One of Pillar’s innovations is the extension of Quality of Service concepts often seen in networking, to storage. When we first introduced our QoS, we were the only company that allowed storage administrators to set priority levels of LUNs and filesystems relative to others. In terms of the inherent nature of system-wide QoS versus a chargeable, bolt-on feature, we are still the only one. 

IT folks used to avoid the sharing of a storage pool amongst applications because it was very difficult to predict the interference that might occur between various applications when they share storage resources. Without QoS, there is a “first-come, first-served” approach to reading or writing.  Depending on the applications sharing the storage, this can produce very bad results, hence sharing was simply avoided, and given a bad name: contention. This, in turn, has led to an industry average of less than 40% utilization. Try to imagine another industry where the buyer was perfectly OK with a 40% yield. Would you go to the grocery store and buy the strawberries where the label reads...”60% of these strawberries are not edible and may cause contention with your digestive tract!”  But I digress - Without sharing & contention, the whole concept of a “storage pool” becomes moot.

Pillar’s QoS allows certain applications to take preference over others. There are five levels of priority if 15K RPM Fibre Channel disk is present, 4 if not.  Essentially, most of the pitfalls of sharing are eliminated, and thus efficiency or storage utilization can drastically improve. At customer sites we see up to 80% utilization without performance implications!

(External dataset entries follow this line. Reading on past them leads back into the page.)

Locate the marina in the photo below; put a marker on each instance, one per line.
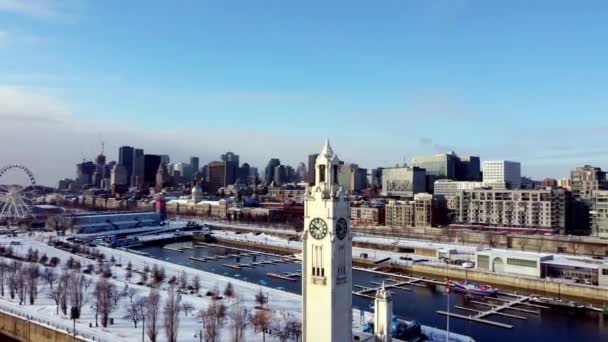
(415, 297)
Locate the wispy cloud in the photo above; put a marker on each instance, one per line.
(3, 39)
(33, 8)
(21, 104)
(42, 9)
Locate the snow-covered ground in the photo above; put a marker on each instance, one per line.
(44, 310)
(271, 240)
(282, 304)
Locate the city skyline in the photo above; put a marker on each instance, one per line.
(388, 82)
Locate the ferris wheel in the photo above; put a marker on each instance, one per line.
(16, 193)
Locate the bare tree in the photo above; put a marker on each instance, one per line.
(116, 295)
(261, 321)
(229, 290)
(54, 261)
(77, 290)
(135, 310)
(64, 280)
(187, 308)
(130, 292)
(158, 274)
(103, 297)
(3, 270)
(294, 328)
(49, 275)
(32, 274)
(144, 276)
(152, 313)
(261, 298)
(239, 319)
(129, 274)
(21, 284)
(171, 314)
(183, 280)
(11, 279)
(210, 328)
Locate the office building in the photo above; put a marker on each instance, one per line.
(374, 178)
(194, 164)
(352, 178)
(231, 157)
(269, 171)
(119, 179)
(231, 171)
(367, 216)
(447, 187)
(533, 209)
(301, 172)
(162, 177)
(439, 166)
(125, 158)
(151, 164)
(280, 175)
(599, 214)
(399, 214)
(311, 168)
(244, 172)
(403, 181)
(468, 169)
(502, 174)
(137, 177)
(84, 173)
(217, 176)
(565, 183)
(165, 159)
(585, 180)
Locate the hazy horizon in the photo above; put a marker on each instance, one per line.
(383, 81)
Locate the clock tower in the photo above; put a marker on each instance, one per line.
(327, 256)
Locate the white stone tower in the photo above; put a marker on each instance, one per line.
(383, 315)
(327, 256)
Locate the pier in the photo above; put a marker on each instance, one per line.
(480, 316)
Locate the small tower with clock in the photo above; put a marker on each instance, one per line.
(327, 256)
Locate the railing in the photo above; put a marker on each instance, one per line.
(66, 328)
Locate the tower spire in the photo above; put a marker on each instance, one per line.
(327, 151)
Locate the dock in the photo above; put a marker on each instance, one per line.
(480, 316)
(369, 292)
(173, 249)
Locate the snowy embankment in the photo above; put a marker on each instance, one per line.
(283, 305)
(374, 255)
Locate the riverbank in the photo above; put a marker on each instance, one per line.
(532, 285)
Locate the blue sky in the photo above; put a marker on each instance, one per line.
(385, 80)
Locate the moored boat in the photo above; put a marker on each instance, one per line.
(473, 288)
(558, 304)
(279, 276)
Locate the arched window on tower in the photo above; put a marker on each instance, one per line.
(321, 173)
(335, 174)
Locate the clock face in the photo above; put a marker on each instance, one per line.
(318, 228)
(341, 228)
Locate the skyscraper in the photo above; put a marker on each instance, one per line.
(502, 174)
(280, 175)
(311, 168)
(269, 171)
(194, 164)
(217, 176)
(165, 159)
(231, 157)
(586, 180)
(125, 158)
(137, 176)
(151, 164)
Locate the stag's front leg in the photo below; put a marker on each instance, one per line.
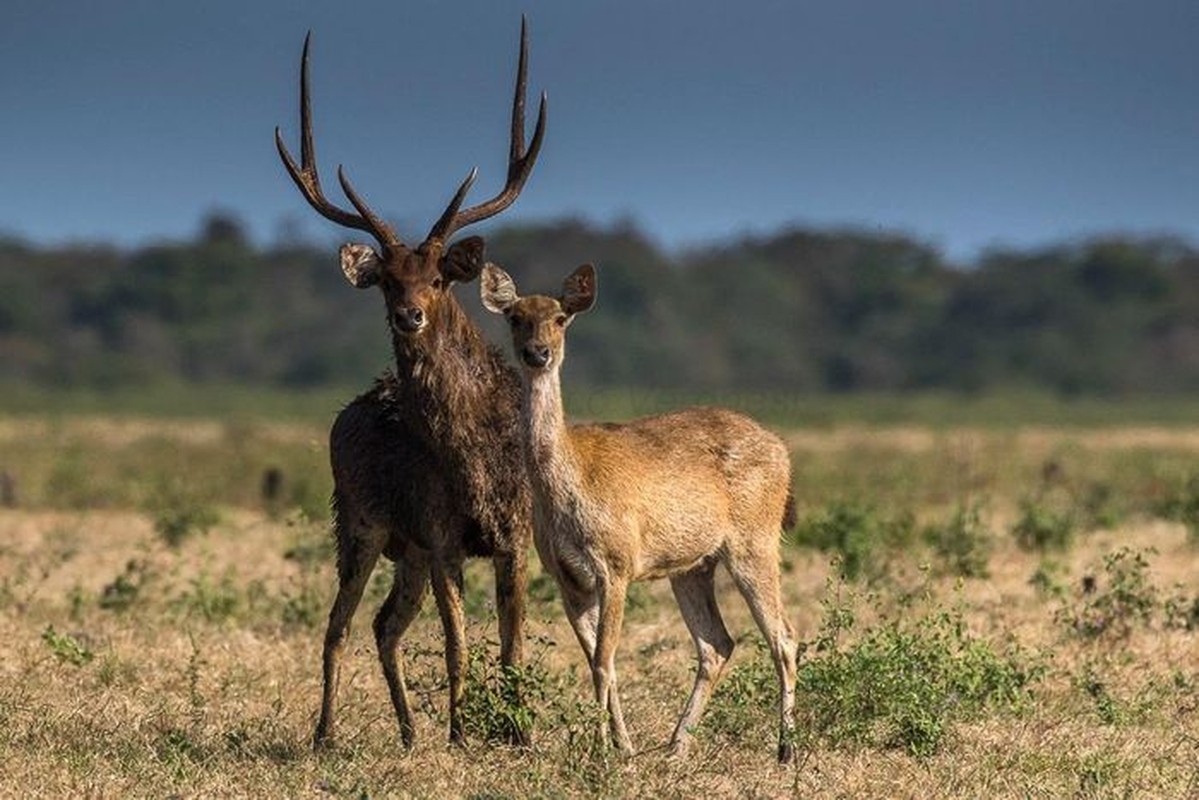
(397, 613)
(356, 558)
(447, 590)
(511, 589)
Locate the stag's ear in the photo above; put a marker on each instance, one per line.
(361, 265)
(463, 260)
(579, 290)
(496, 289)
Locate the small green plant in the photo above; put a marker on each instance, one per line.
(1049, 578)
(859, 534)
(963, 543)
(180, 515)
(303, 608)
(1042, 528)
(741, 705)
(1119, 602)
(124, 591)
(903, 681)
(1102, 507)
(1181, 611)
(212, 601)
(67, 648)
(500, 701)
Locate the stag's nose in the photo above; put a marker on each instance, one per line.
(535, 355)
(409, 319)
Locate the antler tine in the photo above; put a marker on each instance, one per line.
(307, 178)
(520, 161)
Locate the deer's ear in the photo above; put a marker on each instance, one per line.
(464, 259)
(579, 290)
(361, 265)
(496, 289)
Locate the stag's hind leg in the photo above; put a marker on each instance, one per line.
(511, 588)
(757, 577)
(357, 551)
(447, 590)
(408, 588)
(696, 594)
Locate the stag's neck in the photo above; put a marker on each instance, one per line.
(447, 358)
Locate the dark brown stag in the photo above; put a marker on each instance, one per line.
(427, 464)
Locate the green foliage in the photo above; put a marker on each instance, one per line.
(962, 543)
(1116, 603)
(212, 601)
(905, 680)
(832, 311)
(901, 683)
(124, 590)
(180, 515)
(1043, 528)
(67, 648)
(500, 701)
(1048, 578)
(743, 699)
(859, 534)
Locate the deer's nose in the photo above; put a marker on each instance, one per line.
(535, 355)
(409, 319)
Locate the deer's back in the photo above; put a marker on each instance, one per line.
(685, 483)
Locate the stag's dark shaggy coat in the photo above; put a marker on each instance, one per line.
(427, 465)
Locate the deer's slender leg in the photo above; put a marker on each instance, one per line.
(583, 612)
(511, 588)
(446, 575)
(757, 577)
(357, 553)
(408, 588)
(696, 594)
(603, 662)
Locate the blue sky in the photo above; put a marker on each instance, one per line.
(964, 124)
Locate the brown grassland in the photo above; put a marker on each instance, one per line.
(162, 625)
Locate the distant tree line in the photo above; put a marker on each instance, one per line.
(801, 310)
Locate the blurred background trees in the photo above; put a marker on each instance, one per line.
(797, 311)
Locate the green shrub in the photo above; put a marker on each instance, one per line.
(963, 543)
(742, 704)
(901, 683)
(500, 701)
(1042, 528)
(179, 515)
(124, 591)
(67, 648)
(212, 601)
(1119, 602)
(861, 536)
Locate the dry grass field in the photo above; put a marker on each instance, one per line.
(1022, 619)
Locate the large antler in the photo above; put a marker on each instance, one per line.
(520, 161)
(308, 180)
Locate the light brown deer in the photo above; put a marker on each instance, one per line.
(670, 495)
(428, 467)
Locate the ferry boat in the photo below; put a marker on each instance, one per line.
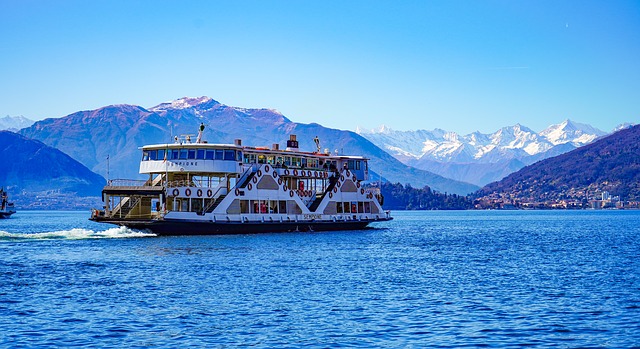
(6, 208)
(197, 188)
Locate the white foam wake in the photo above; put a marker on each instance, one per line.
(78, 234)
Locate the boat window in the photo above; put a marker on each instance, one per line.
(273, 206)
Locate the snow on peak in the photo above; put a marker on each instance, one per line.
(508, 142)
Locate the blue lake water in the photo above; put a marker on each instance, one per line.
(426, 279)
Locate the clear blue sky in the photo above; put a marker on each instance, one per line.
(457, 65)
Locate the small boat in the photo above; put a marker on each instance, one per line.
(7, 208)
(199, 188)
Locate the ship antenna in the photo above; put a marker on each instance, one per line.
(107, 168)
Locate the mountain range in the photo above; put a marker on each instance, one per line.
(31, 165)
(479, 158)
(117, 131)
(610, 164)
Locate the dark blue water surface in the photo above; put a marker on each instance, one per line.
(426, 279)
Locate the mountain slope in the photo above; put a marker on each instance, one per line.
(32, 166)
(480, 158)
(609, 164)
(118, 131)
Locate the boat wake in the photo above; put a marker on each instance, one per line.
(77, 234)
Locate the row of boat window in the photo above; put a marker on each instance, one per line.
(192, 154)
(353, 207)
(236, 155)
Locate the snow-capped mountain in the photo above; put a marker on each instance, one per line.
(14, 123)
(479, 158)
(117, 131)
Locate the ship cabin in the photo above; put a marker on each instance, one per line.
(197, 176)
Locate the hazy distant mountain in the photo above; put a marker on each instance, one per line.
(118, 131)
(14, 123)
(32, 166)
(609, 164)
(480, 158)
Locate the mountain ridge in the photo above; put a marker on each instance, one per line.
(32, 166)
(118, 130)
(610, 164)
(466, 157)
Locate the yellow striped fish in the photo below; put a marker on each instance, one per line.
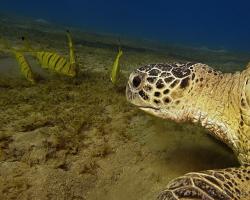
(55, 62)
(116, 67)
(24, 66)
(23, 63)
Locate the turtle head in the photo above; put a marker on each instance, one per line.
(159, 89)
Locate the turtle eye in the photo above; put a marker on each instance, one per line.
(136, 81)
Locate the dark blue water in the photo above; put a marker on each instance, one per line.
(217, 24)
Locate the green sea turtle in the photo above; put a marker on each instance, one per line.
(219, 101)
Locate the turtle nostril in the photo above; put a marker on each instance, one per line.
(136, 81)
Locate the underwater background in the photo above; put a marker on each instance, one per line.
(78, 138)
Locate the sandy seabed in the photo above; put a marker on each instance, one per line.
(79, 138)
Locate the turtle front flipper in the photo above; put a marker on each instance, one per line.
(222, 184)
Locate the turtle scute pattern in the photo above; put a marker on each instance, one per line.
(209, 185)
(219, 102)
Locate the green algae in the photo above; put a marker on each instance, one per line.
(80, 139)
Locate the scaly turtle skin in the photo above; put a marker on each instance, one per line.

A standard trick people use to try to affect the same result without QoS is to define LUNs and file systems on separate spindles.  This helps, but not much, because it says nothing about all the other resources which drastically impact the performance of the system. These include CPU utilization, cache (how much, if any), network, and Pillar’s disk platter layout. Furthermore, isolating spindles often causes a huge waste; stranded storage. The number of spindles determine IO rate. And, unless you are very lucky, this nearly always implies far more capacity than you really need, given today’s 300GB 15K Fibre channel drive is no faster than its 9GB grandfather was 8 years ago.  On a standard system, this is utilization hell. Yet you still use the same metrics when buying storage ($/GB) without taking into consideration that your utilization rates are decreasing. On Pillar Axiom, this space is there to be used, and actualized $/GB is half that of our competition!

Let’s list a few fun facts about Pillar’s QoS on Axiom:

1. It is not all about the layout of data on disk. We do put higher priority LUNs and filesystems on the outside of the disk because data rate and data density (sectors per track) are higher there, yielding better performance.

2. QoS is not just about where the data is on the disk Actually placing data on the disk platters without a prioritized queue manager will often make things worse, not better.  Here’s a tip: If someone comments on Axiom QoS, ask them what a “Prioritized Queue Manager” is.  If they don’t know, but still feel comfortable talking about Pillar’s QoS, they are a boob and/or you are listening to a load of crap.

3. Part of being Application-Aware implies knowing that some applications need more cache than others, while still others run better without it; this is part of our QoS.

4. Allowing some test applications to hog up resources from production applications is a bad idea. Instead of buying separate systems, use QoS to protect your resources according to business priority.

5. If you think our QoS doesn’t work when many servers share the storage pool, then we need to talk. The whole point of QoS is to differentiate between applications with varying service levels. In fact, Pillar guarantees minimum service levels so applications and hosts don’t time out just because higher priority stuff is in contention with lower priority stuff – if you want to starve applications, your bolted-on version of QoS has to come from the Northeastern US.